Mouse Specifics, Inc. is proud to provide a workshop entitled “Of Mice and Men: Translation
of Animal Studies to the Human Condition” at the Young People’s Project “Teen STEAM
Day”, Thursday July 24 at the Museum of Fine Arts in Boston.
What is a S.T.E.A.M. Day? Science, Technology, Engineering, Art, and Mathematics coming
together for an afternoon of fun and educational workshops lead by professionals and artists for
local Cambridge and Boston high school students with real world experience of S.T.E.A.M.
related skills and career paths. The Young People’s Project envisions a day when every
young person — regardless of ethnicity, gender, or class — has access to a high quality
education and the skills, attributes, and community support s/he needs to successfully meet the
challenges of their generation.
Mouse Specifics, Inc. will feature its ECGenie cardiac monitoring system at the S.T.E.A.M
workshop to demonstrate how the pillars of S.T.E.A.M. have come together to provide an
elegant solution for rapid non-invasive cardiac monitoring of awake laboratory animals.
Millions of mice and rats are used yearly by academic centers, biotechnology companies, and
pharmaceutical giants to model human disorders and test new potential therapies. Quite often,
a new promising drug cannot get approval for human use because of negative effects of the
drug on the heart. The ability to test and improve compounds in laboratory animals is very
important to human health and well-being. Because animal welfare is also of great importance,
the ECGenie enables non-invasive testing of drugs in awake mice and rats without having to
harm the animals with instrumentation to do so.
YPP uses Math Literacy Work to develop the abilities of elementary through high school
students to succeed in school and in life, and in doing so involves them in efforts to eliminate
institutional obstacles to their success. Here is where we at Mouse Specifics, Inc. identify with
the vision of YPP: before the introduction of the ECGenie, many researchers interested in
studying the heart in laboratory animals needed access to anesthetics and proper training in the
administration of anesthetics to keep animals from moving during electrocardiographic
monitoring. Of course, data from conscious moving animals is most often preferred to better
represent the human situation. But the radiotransmitters that can be used to monitor the heart
in awake laboratory animals are quite expensive and require surgery, far beyond the knowledge
base and access to resources for most elementary and high schools [and in many instances
even in the university environment!].
The ECGenie, instrumentation developed by MSI CEO Dr. Thomas Hampton at Harvard
Medical School makes it incredibly simple to monitor the heart of laboratory animals, from day 1
of life, through old age. Now, students of all ages can ask interesting questions about the
potential effects of genes, environment, drugs, foods, ingestibles, pollutants, disease, and
medicines on the heart, and test hypotheses in laboratory animals easily and non-invasively.

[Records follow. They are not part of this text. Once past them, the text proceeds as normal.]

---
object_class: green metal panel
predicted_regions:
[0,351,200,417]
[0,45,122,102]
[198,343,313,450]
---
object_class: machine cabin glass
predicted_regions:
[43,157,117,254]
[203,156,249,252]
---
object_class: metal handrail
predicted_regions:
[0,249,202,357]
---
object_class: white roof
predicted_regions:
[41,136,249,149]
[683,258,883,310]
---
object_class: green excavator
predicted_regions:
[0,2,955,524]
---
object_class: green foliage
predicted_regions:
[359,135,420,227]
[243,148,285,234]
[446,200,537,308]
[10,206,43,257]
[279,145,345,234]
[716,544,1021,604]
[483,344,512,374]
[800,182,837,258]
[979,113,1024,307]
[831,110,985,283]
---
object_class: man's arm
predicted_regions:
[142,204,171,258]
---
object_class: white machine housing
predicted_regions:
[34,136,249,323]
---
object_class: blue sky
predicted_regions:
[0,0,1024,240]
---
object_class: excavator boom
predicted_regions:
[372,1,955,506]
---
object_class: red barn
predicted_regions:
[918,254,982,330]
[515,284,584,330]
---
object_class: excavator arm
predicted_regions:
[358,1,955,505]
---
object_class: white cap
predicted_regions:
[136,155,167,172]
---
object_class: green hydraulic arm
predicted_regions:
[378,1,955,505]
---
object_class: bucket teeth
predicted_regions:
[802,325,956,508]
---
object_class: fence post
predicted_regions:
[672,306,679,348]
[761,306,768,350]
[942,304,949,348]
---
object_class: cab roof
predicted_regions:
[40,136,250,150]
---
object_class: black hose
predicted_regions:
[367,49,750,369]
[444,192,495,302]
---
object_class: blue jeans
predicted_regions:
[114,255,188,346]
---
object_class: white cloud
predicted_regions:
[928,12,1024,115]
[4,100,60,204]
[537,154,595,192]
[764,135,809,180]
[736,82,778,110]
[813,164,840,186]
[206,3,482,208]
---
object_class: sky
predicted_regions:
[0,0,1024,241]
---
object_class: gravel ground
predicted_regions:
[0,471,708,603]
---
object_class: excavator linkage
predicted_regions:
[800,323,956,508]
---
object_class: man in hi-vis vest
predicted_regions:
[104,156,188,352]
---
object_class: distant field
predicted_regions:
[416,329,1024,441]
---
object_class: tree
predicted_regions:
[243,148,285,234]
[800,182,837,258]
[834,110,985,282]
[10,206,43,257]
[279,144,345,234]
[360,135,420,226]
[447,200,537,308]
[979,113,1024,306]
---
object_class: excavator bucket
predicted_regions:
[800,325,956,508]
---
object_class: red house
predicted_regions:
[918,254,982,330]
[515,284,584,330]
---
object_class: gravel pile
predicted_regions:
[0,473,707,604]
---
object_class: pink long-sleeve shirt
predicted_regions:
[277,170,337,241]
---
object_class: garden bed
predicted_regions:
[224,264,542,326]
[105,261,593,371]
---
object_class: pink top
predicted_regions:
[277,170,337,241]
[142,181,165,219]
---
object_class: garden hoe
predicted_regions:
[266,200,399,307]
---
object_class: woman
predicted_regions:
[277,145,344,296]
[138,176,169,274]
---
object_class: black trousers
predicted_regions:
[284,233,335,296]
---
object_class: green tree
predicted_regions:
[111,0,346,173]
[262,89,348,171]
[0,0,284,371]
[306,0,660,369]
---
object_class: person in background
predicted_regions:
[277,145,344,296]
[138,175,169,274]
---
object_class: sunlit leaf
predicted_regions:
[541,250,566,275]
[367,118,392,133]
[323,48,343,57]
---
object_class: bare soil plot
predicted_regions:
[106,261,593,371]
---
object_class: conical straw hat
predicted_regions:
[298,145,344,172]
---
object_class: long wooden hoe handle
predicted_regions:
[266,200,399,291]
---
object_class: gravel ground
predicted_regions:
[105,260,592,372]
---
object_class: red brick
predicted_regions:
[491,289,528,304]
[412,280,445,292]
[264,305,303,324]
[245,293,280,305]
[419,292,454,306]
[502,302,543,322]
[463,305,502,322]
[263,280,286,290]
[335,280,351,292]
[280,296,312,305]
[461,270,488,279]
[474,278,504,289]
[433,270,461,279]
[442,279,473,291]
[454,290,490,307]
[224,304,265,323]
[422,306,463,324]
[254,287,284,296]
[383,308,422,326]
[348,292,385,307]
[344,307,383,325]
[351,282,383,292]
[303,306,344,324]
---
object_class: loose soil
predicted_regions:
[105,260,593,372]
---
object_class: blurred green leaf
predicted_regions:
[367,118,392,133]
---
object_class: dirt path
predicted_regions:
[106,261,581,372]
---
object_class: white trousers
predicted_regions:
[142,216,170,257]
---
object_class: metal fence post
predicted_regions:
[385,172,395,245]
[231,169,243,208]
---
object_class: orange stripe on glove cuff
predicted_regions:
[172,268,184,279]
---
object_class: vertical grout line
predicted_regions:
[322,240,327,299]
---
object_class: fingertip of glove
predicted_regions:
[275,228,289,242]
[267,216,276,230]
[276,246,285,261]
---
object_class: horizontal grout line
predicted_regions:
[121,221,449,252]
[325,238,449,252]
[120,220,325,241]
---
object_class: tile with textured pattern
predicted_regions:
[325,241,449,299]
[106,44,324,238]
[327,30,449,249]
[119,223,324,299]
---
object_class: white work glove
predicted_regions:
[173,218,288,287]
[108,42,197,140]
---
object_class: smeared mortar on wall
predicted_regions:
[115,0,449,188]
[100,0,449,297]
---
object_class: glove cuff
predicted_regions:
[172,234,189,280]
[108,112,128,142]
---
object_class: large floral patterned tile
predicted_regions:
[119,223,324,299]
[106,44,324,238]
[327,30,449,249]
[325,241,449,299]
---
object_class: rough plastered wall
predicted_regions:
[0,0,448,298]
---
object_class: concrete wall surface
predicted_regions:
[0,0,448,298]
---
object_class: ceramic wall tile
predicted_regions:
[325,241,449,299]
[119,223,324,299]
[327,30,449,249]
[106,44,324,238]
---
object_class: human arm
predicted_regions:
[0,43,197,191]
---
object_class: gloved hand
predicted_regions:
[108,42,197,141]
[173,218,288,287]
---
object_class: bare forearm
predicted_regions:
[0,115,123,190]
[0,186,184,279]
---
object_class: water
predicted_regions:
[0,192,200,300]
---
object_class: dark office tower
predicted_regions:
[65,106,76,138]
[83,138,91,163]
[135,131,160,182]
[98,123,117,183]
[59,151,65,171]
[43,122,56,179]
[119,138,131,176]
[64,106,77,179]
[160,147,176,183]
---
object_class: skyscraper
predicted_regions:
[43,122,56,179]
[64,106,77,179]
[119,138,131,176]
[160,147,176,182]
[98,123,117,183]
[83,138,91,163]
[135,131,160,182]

What teen doesn’t like a cold caffeinated soda? At the S.T.E.A.M. workshop, participants will
experience firsthand, in themselves, and in the laboratory animals, how caffeine, so readily
available, can impact the cardiovascular system. The students will learn how to collect the
physiological signals using state of the art engineering and technology, via an elegant platform,
artistically simple yet robustly sensitive to demonstrate how the heartbeat of a newborn animal
is so remarkably sensitive to the warmth of its mother. The students will apply their math
literacy to compare and contrast the data from themselves and the animals under basal and
caffeinated conditions. Wide awake, the students will come away with the knowledge and
confidence that they too can not only ponder, but also test, hypotheses about how health and
well being can be changed and measured.